La corrupción de alto impacto es el “plata y plomo” de un mercado negro como el que la prohibición de drogas genera.  Todo crimen organizado trabaja de la mano con la autoridad; la protección es indispensable para poder robar autos, secuestrar, robar combustible, traficar personas, contrabandear o vender drogas. 
 Aquí, en los EUA, en China y en cualquier otro país existe el crimen organizado.  La naturaleza humana es trabajar en equipo y si el delito o el mercado son buen negocio entonces se forman organizaciones delictivas.  En ese equipo siempre se debe incluir a la autoridad para obtener protección e impunidad.
Robar casas no es muy buen negocio así es que el equipo es pequeño y solamente incluye al policía de la esquina y a las casas de empeño. Robar autos es mejor negocio y genera una organización más grande que suele incluir a funcionaros de la fiscalía.
 Gracias a la absurda política prohibicionista, vender drogas es un magnífico negocio por lo que se genera una organización muy extensa que incluye a políticos del más alto nivel, aduanas de ambos países, policías municipales, estatales y federales, y en ocasiones, hasta al ejército.  
El cartel de exportación suele ser menos violento y más corruptor que el narcomenudeo, porque es más inteligente y entiende que cuesta menos pagar que matar. Por el contrario, el narcomenudeo es más violento porque tiene menos recursos y la necesidad de defender territorios más amplios.  
En los EUA el narcotráfico se “administra” por las autoridades, no se combate frontalmente como nos lo han hecho creer en las series de televisión.  Saben por experiencia, que es absurdo pretender bajar consumos atacando la oferta de las drogas. Hay mensajes tácitos a la mafia: “bájale al plomo, súbele a la plata y no me hagas ruido en mi ciudad”.  Sin embargo, la DEA le ha impuesto a México y al mundo entero, una lucha frontal contra la producción y el tráfico de drogas.  Pero ellos no aplican un Plan Colombia o un plan Mérida en su territorio porque saben que subiría la violencia y la corrupción de alto impacto.
¿Cómo se maneja la distribución de drogas en los EUA? Es un secreto muy bien guardado, pero un funcionario de muy alto rango alguna vez confesó: “Piensa en Wall-Mart y su centro de distribución nacional” y luego agregó “y si comentas esto que te digo, lo negaré rotundamente”. ¿Quién es el corrupto, entonces, la DEA o los mexicanos ?
Descabezar carteles es una estrategia absurda pues provoca la atomización de los mismos. Antes del Plan Mérida, México era un país con una tasa de homicidios relativamente baja y dos o tres carteles que manejaban el negocio. Hoy no sabemos cuántos carteles existen y la violencia se ha incrementado radicalmente en todo el país como lo reportamos en el Semáforo Delictivo.  Los mercados no se combaten con policías sino con principios económicos, pero parece que en México somos lentos para aprender lecciones.  Aunque justo es decirlo, Lázaro Cárdenas lo sabía y lo aplicó con éxito hasta que los EUA lo obligaron a recular. 
Esta guerra entre carteles -que nosotros mismos hemos generado- colapsa a la autoridad.  Una vez colapsada, la mafia puede extenderse a otras actividades y delitos como el secuestro, la extorsión,  el tráfico de personas y el robo de combustible.  Esa es corrupción de alto impacto. Se dio en los EUA de los años 20 con la prohibición del alcohol y hoy se da en México.   
No es corrupción ordinaria, no es el moche o la mordida de alto o bajo perfil.  Esa tiene otro origen sistémico y se reduce con esquemas de buen gobierno, de transparencia y con fiscalías independientes. La de alto impacto, no. Es importante entender la diferencia ya que el tratamiento es muy diferente. 

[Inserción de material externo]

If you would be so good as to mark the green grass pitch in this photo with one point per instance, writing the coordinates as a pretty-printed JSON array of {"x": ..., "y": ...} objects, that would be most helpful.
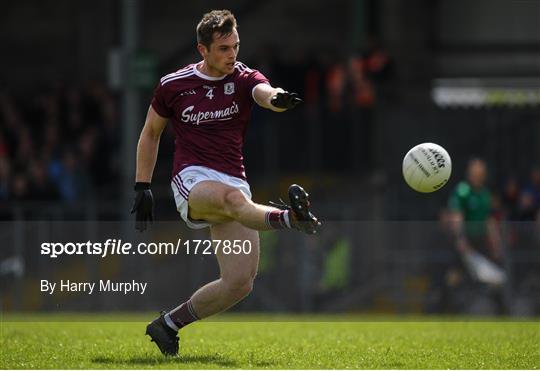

 Sin embargo, en México las tenemos confundidas.  Por tanto, no podremos reducir la corrupción si primero no atacamos la corrupción de alto impacto. Esa solamente se reduce arrebatándole el negocio a las mafias, es decir con la regulación de las drogas.  Sin dinero todo es más difícil, incluso delinquir, vaya, sin plata hay menos plomo. “México, can you hear me?”